The banana tree is the opposite. Six months after it sprouts, small shoots appear around it. At 12 months a second circle of shoots appear beside the first ones. At 18 months the main trunk bears bananas which nourish birds, animals, and humans. Its offspring then bear fruit too and the cycle continues unbroken.
Some leaders are like the banyan tree. They have great influence and power. They are probably effective. However, they do not prepare for the transition to allow for the emergence of new leaders.
In 1996, as a first-year law student at Makerere University I became a pioneer member of a student organization called the Southern African Student Volunteer Organization (SASVO).
Under the patronage of the South African High Commissioner, we raised funds and every Christmas break we would pitch camp for about two weeks at a remote rural location and put up a few classroom blocks for a primary school.
Our projects were quite successful and we were able to construct school blocks in Iganga, Masindi, Mbarara, Tororo and Atiak (Gulu). The projects in Tororo and Atiak were undertaken in 1998 and 1999 when I had taken over the leadership of SASVO. But as I approached my departure from the university, it became obvious that I had not groomed a strong successor. Indeed SASVO crumbled soon after I handed over leadership. Lesson learnt: unlike the banana tree, I had not nurtured, mentored and guided.
As leaders, we do not have to stress out over getting worthy successors. The most important thing we can do is pray, like Moses did, and God will do the rest.

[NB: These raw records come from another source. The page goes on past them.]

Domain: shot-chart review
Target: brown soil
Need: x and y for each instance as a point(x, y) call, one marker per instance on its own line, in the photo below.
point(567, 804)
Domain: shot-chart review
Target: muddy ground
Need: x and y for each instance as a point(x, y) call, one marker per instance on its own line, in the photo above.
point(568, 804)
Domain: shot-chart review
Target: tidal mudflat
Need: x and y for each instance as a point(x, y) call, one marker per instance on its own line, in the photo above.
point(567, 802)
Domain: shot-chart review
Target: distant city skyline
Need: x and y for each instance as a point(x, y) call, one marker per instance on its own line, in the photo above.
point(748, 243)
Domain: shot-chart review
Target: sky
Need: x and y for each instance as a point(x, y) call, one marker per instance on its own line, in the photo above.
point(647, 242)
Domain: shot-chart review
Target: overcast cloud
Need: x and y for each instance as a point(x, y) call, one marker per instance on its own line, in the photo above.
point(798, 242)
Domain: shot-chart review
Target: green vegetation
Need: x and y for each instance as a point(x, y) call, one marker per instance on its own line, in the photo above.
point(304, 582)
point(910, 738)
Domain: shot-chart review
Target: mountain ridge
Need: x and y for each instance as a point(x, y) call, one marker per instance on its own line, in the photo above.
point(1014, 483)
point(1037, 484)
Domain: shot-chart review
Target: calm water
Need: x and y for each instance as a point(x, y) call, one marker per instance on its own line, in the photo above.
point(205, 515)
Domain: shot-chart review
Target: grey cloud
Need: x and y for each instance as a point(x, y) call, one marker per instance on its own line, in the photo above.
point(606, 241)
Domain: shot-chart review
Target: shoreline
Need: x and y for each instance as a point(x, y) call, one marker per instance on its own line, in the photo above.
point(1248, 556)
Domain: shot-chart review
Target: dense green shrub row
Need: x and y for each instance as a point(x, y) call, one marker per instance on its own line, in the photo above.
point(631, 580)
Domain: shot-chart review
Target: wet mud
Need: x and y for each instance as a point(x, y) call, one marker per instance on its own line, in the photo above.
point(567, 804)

Omar Bradley once said: “The greatness of a leader is measured by the achievements of the led. This is the ultimate test of his effectiveness.” The key take-home lessons from this are:
l One of the marks of good leadership is the willingness and ability to train another person for the position of leadership.
l The person after whom we pattern our good leadership will have had a positive effect on us.
Is Christ reflected in our leadership? Are we people-oriented? How do we relate with the people around us? Are we like the banyan tree or the banana tree?